The NAFTC developed the smart phone app – known in the App Stores as “QRG,” which stands for quick reference guide – for first responders who need to access information about electric drive and alternative fuel vehicles at accident scenes. The app contains information on electric drive vehicles such as hybrid, plug-in hybrid, battery, and fuel cell electric vehicles as well as vehicles powered by alternative fuels such as biodesel, ethanol, natural gas, propane, and hydrogen.
Davis said the QRG app, which is free, provides detailed, vehicle-specific information including identification mechanisms, disconnect procedures, and other special concerns.
A hard copy version of the QRG also is available as a durable flipbook for emergency personnel to use at the scene of an accident. It details various makes and models of electric drive and alternative fuel vehicles, alerting first responders to such items as high-voltage cables and cut zones. This version of the QRG is available for a nominal cost.

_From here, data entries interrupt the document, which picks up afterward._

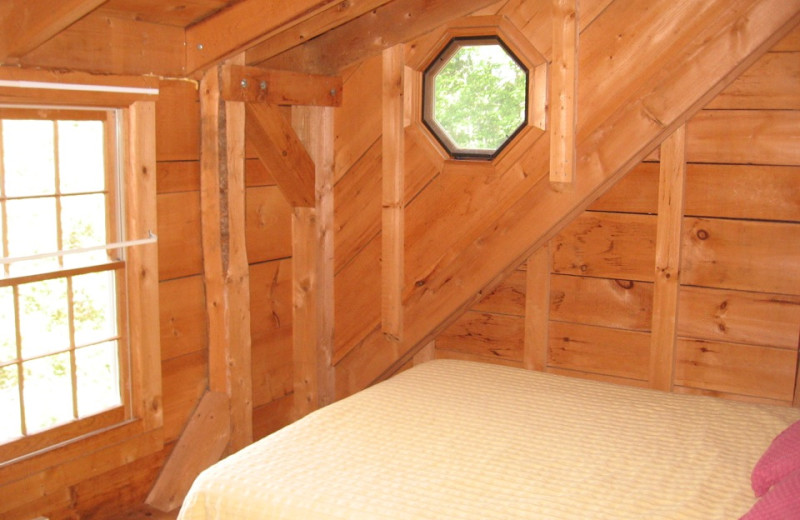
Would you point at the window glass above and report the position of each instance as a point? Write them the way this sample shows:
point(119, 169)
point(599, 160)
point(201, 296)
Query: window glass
point(475, 97)
point(60, 321)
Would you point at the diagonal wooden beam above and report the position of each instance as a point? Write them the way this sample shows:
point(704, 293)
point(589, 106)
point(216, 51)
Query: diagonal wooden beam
point(371, 33)
point(26, 24)
point(281, 152)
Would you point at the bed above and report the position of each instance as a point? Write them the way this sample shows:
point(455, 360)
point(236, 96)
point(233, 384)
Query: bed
point(455, 439)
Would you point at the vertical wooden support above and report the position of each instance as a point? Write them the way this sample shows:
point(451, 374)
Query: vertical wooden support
point(393, 167)
point(224, 255)
point(537, 309)
point(312, 267)
point(668, 255)
point(563, 92)
point(142, 262)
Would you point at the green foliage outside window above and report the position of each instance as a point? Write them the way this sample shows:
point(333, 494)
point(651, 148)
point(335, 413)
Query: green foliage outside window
point(479, 97)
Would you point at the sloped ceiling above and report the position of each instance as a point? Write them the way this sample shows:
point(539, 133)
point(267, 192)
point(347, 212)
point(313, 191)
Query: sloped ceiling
point(181, 38)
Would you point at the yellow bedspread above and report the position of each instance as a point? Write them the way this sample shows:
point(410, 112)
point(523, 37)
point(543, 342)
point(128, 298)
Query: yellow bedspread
point(462, 440)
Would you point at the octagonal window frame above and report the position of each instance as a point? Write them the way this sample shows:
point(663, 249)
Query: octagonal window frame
point(441, 60)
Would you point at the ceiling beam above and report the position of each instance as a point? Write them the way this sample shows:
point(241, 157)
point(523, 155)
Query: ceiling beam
point(280, 87)
point(26, 24)
point(369, 34)
point(302, 32)
point(242, 25)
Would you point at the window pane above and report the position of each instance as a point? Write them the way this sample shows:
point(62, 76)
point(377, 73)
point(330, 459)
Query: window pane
point(8, 336)
point(94, 307)
point(28, 157)
point(83, 224)
point(98, 378)
point(32, 230)
point(43, 317)
point(11, 425)
point(47, 391)
point(81, 156)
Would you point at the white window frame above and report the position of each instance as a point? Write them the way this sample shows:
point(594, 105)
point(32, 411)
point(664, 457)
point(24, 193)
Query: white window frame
point(134, 99)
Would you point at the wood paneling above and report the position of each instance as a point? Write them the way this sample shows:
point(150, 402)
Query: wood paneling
point(744, 137)
point(358, 120)
point(599, 350)
point(745, 255)
point(178, 176)
point(739, 369)
point(358, 298)
point(769, 84)
point(608, 245)
point(507, 298)
point(740, 317)
point(185, 381)
point(26, 24)
point(743, 191)
point(484, 334)
point(183, 316)
point(112, 45)
point(271, 330)
point(622, 304)
point(357, 217)
point(178, 121)
point(179, 245)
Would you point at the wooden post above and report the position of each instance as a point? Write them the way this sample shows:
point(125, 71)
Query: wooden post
point(140, 198)
point(668, 255)
point(392, 216)
point(224, 254)
point(537, 309)
point(564, 87)
point(312, 278)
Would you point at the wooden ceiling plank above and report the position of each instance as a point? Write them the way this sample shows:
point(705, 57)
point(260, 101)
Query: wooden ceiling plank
point(242, 25)
point(300, 33)
point(277, 87)
point(282, 153)
point(371, 33)
point(26, 24)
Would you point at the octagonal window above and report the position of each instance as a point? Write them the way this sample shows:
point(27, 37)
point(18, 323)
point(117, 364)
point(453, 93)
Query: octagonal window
point(475, 97)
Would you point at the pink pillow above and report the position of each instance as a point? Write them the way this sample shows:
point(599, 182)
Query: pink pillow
point(781, 458)
point(781, 503)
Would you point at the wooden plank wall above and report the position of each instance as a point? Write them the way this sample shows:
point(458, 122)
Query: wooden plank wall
point(738, 316)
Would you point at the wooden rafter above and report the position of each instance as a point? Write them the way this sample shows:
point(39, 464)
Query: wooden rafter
point(243, 24)
point(278, 87)
point(304, 31)
point(371, 33)
point(26, 24)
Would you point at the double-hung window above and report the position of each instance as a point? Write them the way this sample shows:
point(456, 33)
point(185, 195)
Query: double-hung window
point(63, 345)
point(79, 350)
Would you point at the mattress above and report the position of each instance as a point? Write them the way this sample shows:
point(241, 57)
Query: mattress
point(463, 440)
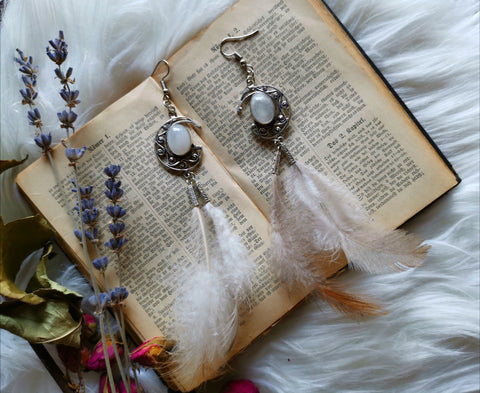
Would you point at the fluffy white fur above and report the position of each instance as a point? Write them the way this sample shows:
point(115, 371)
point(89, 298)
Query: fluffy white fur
point(428, 50)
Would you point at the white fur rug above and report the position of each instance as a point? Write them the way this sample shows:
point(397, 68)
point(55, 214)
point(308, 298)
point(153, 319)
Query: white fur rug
point(429, 51)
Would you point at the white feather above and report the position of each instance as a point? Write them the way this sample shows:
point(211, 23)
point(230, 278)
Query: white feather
point(205, 324)
point(338, 222)
point(289, 240)
point(235, 266)
point(209, 293)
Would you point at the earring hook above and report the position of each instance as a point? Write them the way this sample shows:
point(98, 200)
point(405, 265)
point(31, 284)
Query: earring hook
point(235, 55)
point(158, 65)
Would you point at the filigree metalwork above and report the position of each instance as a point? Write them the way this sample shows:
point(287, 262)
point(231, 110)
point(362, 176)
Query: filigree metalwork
point(282, 111)
point(184, 163)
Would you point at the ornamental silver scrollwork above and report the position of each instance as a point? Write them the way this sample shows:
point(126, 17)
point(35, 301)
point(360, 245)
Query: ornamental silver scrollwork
point(282, 111)
point(183, 163)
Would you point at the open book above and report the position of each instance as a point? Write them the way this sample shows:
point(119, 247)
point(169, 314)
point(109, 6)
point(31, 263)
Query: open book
point(346, 122)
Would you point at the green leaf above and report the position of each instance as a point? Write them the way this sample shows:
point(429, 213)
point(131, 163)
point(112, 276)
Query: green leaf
point(7, 164)
point(18, 239)
point(48, 322)
point(46, 311)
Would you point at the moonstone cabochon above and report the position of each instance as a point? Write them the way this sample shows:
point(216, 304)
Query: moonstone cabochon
point(178, 139)
point(262, 108)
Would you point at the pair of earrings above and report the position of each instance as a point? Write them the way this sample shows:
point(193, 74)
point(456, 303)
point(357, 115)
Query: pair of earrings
point(313, 220)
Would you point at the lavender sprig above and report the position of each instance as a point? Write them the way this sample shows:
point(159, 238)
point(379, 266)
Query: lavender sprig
point(29, 94)
point(114, 193)
point(57, 52)
point(118, 295)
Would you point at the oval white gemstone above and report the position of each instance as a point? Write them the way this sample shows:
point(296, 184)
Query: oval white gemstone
point(178, 139)
point(262, 108)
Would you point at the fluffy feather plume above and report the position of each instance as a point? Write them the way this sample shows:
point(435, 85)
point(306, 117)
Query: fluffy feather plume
point(337, 222)
point(209, 294)
point(315, 222)
point(236, 265)
point(289, 244)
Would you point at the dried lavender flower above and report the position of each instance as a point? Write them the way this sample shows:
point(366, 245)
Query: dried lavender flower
point(58, 51)
point(118, 295)
point(92, 234)
point(100, 263)
point(84, 191)
point(116, 228)
point(44, 141)
point(74, 154)
point(67, 118)
point(104, 299)
point(64, 78)
point(70, 97)
point(116, 211)
point(112, 170)
point(29, 95)
point(116, 244)
point(89, 216)
point(114, 194)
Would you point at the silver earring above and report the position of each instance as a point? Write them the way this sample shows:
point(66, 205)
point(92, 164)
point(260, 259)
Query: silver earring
point(206, 303)
point(313, 216)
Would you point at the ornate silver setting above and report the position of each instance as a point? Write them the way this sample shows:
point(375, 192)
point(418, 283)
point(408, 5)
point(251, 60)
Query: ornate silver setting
point(184, 163)
point(282, 111)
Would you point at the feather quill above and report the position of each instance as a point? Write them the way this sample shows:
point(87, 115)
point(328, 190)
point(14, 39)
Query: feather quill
point(209, 293)
point(237, 268)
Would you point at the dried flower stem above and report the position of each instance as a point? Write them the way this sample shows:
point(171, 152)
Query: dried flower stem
point(99, 310)
point(115, 350)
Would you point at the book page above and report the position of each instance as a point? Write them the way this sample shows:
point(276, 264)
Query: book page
point(158, 214)
point(345, 122)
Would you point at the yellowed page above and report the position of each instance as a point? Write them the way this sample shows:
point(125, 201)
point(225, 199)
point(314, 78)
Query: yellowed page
point(345, 122)
point(158, 213)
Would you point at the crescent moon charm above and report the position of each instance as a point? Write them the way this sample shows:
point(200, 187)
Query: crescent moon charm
point(173, 145)
point(270, 110)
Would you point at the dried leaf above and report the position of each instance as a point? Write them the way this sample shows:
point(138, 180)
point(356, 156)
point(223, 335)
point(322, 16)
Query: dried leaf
point(49, 321)
point(7, 164)
point(19, 239)
point(46, 311)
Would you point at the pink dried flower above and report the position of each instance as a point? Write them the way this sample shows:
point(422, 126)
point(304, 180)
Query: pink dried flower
point(104, 386)
point(123, 389)
point(97, 358)
point(241, 386)
point(152, 352)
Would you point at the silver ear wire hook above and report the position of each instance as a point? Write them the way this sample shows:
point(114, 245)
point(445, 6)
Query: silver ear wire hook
point(158, 65)
point(166, 93)
point(235, 55)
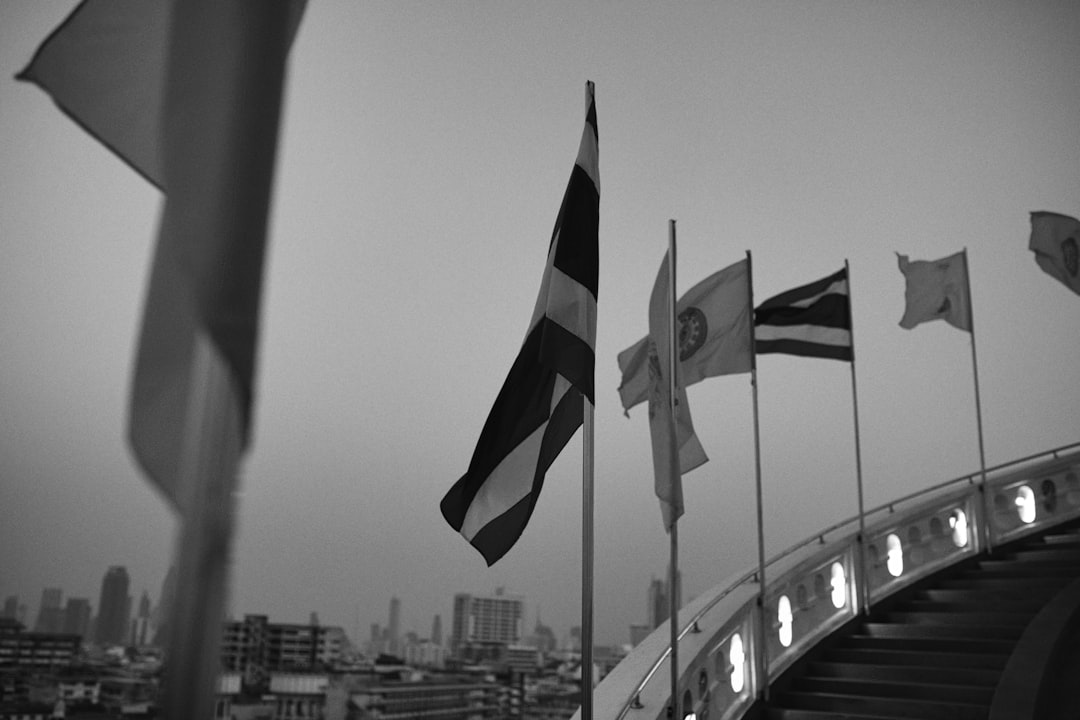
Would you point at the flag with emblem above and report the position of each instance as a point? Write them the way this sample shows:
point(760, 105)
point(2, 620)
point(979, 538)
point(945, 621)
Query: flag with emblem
point(813, 321)
point(675, 446)
point(540, 405)
point(936, 289)
point(1054, 241)
point(714, 335)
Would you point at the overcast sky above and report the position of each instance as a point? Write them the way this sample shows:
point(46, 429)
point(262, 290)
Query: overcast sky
point(426, 148)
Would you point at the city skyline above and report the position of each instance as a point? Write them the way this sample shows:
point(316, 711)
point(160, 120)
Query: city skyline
point(423, 153)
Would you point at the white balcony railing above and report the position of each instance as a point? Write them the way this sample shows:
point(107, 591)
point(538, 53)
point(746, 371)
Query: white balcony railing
point(819, 584)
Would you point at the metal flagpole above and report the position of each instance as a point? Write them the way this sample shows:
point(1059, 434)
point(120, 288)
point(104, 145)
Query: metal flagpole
point(763, 664)
point(673, 532)
point(864, 593)
point(983, 490)
point(586, 565)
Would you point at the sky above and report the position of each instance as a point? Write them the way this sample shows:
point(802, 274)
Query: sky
point(424, 150)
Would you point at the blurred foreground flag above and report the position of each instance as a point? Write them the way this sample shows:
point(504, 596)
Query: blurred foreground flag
point(813, 321)
point(714, 336)
point(936, 289)
point(540, 405)
point(1054, 244)
point(675, 447)
point(105, 67)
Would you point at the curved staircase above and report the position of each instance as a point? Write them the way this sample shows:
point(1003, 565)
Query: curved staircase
point(939, 649)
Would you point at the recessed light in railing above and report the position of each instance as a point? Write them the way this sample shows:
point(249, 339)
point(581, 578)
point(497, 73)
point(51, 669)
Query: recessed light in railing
point(839, 583)
point(1025, 503)
point(894, 551)
point(785, 616)
point(738, 659)
point(958, 520)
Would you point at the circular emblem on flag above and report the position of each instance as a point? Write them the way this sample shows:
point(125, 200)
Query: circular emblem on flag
point(1070, 255)
point(692, 330)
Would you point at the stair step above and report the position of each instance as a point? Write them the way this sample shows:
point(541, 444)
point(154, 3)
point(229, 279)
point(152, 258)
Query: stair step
point(941, 632)
point(928, 675)
point(976, 581)
point(860, 688)
point(1023, 568)
point(923, 659)
point(1020, 608)
point(882, 706)
point(986, 617)
point(1063, 538)
point(988, 643)
point(1062, 552)
point(802, 714)
point(1022, 597)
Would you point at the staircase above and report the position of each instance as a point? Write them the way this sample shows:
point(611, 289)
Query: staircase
point(937, 650)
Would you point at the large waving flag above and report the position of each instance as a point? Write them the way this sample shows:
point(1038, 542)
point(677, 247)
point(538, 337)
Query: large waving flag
point(205, 130)
point(936, 289)
point(198, 114)
point(540, 405)
point(813, 320)
point(666, 464)
point(1054, 241)
point(105, 67)
point(714, 335)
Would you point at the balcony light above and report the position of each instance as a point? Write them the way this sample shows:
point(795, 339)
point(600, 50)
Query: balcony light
point(785, 616)
point(1025, 504)
point(895, 556)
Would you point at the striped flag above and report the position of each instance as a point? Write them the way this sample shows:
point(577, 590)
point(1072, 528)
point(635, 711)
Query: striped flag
point(540, 405)
point(813, 321)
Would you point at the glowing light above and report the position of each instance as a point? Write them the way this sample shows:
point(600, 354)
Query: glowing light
point(895, 556)
point(839, 586)
point(1025, 504)
point(785, 616)
point(738, 659)
point(958, 520)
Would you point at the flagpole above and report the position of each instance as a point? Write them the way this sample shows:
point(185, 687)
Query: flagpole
point(987, 539)
point(586, 564)
point(864, 594)
point(673, 532)
point(208, 475)
point(763, 664)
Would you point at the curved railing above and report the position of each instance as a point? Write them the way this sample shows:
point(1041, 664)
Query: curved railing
point(727, 655)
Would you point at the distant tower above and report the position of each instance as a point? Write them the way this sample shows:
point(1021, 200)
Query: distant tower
point(113, 607)
point(658, 610)
point(77, 617)
point(395, 619)
point(50, 613)
point(436, 630)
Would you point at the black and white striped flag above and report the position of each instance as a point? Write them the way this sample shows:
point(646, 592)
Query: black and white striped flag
point(813, 321)
point(540, 405)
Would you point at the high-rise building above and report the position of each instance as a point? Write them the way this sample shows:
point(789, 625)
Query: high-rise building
point(488, 621)
point(77, 617)
point(113, 608)
point(436, 632)
point(10, 608)
point(50, 612)
point(395, 619)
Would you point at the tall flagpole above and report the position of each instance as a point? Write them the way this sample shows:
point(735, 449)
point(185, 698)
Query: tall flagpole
point(983, 490)
point(586, 565)
point(673, 532)
point(864, 594)
point(763, 664)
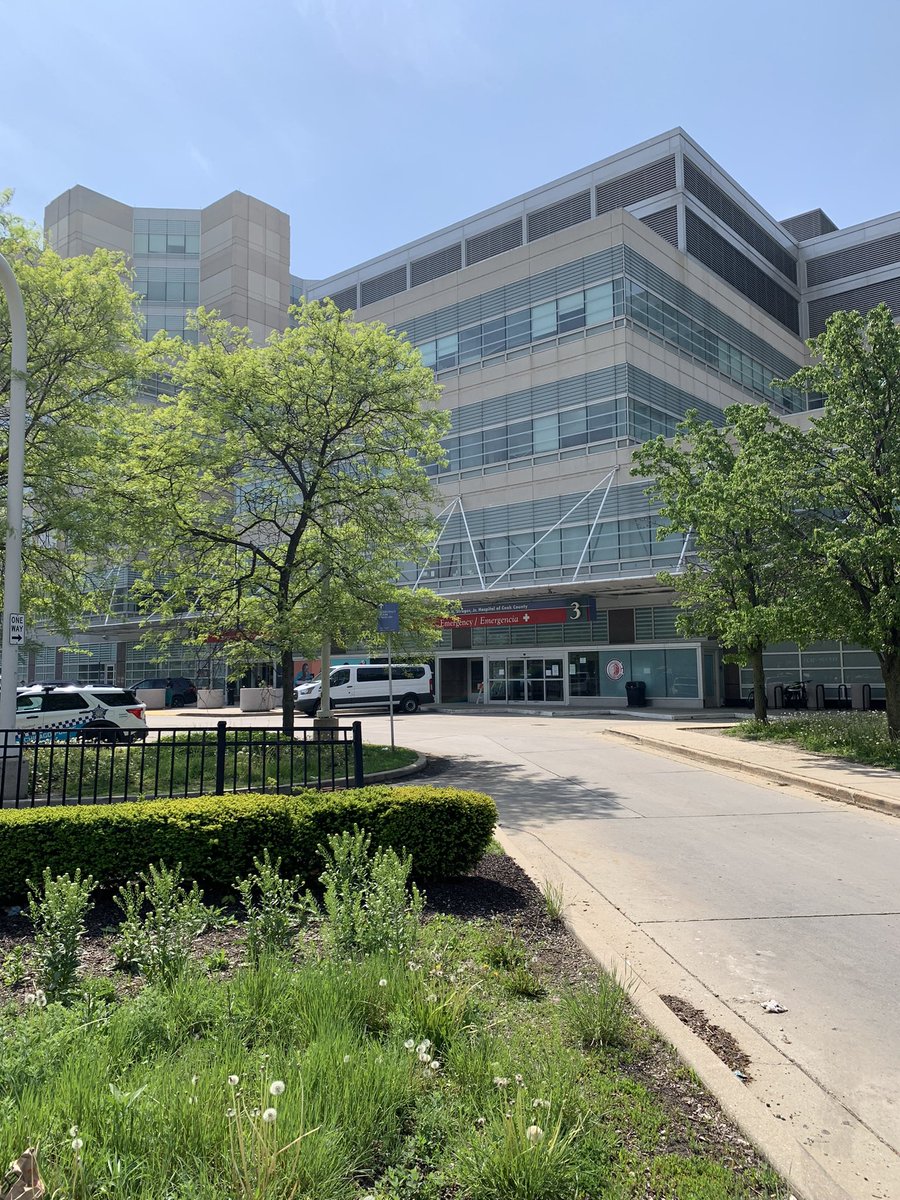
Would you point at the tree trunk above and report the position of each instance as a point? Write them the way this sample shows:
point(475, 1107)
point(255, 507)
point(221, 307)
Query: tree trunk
point(287, 693)
point(760, 709)
point(891, 675)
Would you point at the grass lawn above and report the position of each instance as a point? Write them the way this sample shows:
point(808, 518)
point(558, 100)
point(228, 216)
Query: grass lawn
point(859, 737)
point(489, 1061)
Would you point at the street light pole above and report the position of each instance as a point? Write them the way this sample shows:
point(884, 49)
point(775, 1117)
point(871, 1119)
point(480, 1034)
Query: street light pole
point(15, 493)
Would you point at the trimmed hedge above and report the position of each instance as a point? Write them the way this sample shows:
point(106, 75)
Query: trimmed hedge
point(215, 838)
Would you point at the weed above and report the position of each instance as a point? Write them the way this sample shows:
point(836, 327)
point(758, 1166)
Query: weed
point(216, 960)
point(553, 899)
point(12, 967)
point(521, 981)
point(162, 922)
point(366, 900)
point(599, 1015)
point(276, 909)
point(58, 917)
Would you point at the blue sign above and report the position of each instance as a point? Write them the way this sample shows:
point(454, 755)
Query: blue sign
point(389, 618)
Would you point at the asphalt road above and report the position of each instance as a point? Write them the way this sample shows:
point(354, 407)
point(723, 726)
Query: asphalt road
point(742, 892)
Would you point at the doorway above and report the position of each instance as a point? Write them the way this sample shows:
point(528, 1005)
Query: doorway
point(526, 681)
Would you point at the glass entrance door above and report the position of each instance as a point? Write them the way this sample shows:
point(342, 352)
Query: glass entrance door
point(526, 681)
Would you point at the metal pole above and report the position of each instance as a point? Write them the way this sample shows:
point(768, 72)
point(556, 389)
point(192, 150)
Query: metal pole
point(390, 685)
point(15, 493)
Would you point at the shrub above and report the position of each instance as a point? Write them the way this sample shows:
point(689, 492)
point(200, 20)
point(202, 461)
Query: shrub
point(58, 917)
point(369, 907)
point(444, 829)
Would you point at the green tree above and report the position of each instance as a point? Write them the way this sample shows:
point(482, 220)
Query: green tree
point(286, 485)
point(733, 490)
point(85, 358)
point(853, 486)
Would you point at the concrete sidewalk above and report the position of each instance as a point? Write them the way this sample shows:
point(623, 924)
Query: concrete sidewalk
point(871, 787)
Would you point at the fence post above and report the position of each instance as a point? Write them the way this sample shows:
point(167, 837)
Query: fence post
point(358, 775)
point(219, 790)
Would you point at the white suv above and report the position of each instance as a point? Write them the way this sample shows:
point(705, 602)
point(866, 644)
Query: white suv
point(52, 713)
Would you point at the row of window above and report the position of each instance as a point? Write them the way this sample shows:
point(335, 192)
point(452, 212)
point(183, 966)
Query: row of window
point(156, 285)
point(672, 325)
point(603, 421)
point(633, 538)
point(165, 237)
point(597, 306)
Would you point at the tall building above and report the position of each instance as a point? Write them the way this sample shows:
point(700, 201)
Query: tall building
point(565, 327)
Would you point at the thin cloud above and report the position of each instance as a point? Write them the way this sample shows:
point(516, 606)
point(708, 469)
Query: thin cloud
point(391, 36)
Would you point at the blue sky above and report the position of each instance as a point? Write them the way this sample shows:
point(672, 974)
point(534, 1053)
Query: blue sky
point(376, 121)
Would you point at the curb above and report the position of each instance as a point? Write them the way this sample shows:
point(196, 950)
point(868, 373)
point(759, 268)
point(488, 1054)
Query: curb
point(773, 774)
point(807, 1177)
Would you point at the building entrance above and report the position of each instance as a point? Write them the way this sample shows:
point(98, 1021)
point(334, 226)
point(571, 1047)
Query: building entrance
point(526, 681)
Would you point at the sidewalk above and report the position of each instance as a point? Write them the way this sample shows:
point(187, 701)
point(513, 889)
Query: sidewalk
point(873, 787)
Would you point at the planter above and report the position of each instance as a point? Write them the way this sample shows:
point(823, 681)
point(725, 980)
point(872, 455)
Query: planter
point(257, 700)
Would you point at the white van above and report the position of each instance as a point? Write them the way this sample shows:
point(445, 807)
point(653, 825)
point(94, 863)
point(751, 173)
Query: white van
point(361, 685)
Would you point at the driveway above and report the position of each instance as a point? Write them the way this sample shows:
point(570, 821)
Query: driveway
point(726, 893)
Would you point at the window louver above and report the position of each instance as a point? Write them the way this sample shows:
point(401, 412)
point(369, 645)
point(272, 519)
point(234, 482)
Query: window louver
point(493, 241)
point(708, 247)
point(715, 199)
point(639, 185)
point(557, 216)
point(862, 299)
point(383, 286)
point(853, 261)
point(432, 267)
point(664, 223)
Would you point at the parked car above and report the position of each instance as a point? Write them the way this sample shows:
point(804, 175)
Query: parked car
point(361, 685)
point(107, 714)
point(179, 690)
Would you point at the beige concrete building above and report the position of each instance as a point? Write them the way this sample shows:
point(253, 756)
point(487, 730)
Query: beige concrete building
point(565, 327)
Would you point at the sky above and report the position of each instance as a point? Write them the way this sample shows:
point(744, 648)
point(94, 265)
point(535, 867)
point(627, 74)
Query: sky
point(373, 123)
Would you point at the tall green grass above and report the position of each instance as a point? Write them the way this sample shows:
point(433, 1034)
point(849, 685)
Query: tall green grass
point(859, 737)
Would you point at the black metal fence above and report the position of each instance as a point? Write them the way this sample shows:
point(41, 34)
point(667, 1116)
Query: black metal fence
point(39, 768)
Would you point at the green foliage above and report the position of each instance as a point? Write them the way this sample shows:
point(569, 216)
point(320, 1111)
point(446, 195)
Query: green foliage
point(85, 357)
point(323, 433)
point(369, 909)
point(859, 737)
point(600, 1015)
point(735, 491)
point(57, 913)
point(214, 838)
point(162, 919)
point(275, 909)
point(852, 484)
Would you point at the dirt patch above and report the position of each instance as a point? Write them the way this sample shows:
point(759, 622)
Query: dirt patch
point(719, 1041)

The app is available for the iPhone, iPad, and Android devices. In addition to the app, the NAFTC also produces First Responder Safety Training, curricula developed under two NAFTC grants – the Clean Cities Learning Program, funded by the U.S. Department of Energy (DOE) Clean Cities Program, and the Advanced Electric Drive Vehicle Education Program, funded by the U.S. DOE as an American Recovery and Reinvestment Act project..
NAFTC experts are presenting safety training workshops in addition to “train-the-trainer” events that seek to spread education about electric drive and alternative fuel vehicles.
The First Responder Safety Training targets firefighters, law enforcement officers, paramedics, emergency medical technicians, and hazardous response officials. The training covers modules on Electric Drive Vehicles, Biofuels and Biofuel Vehicles, Gaseous Fuels and Gaseous Fuel Vehicles and Hydrogen and Hydrogen-Powered Vehicles. The suite of products includes instructor manuals, participant booklets, and the quick reference guide. An online course for electric drive vehicles is also available.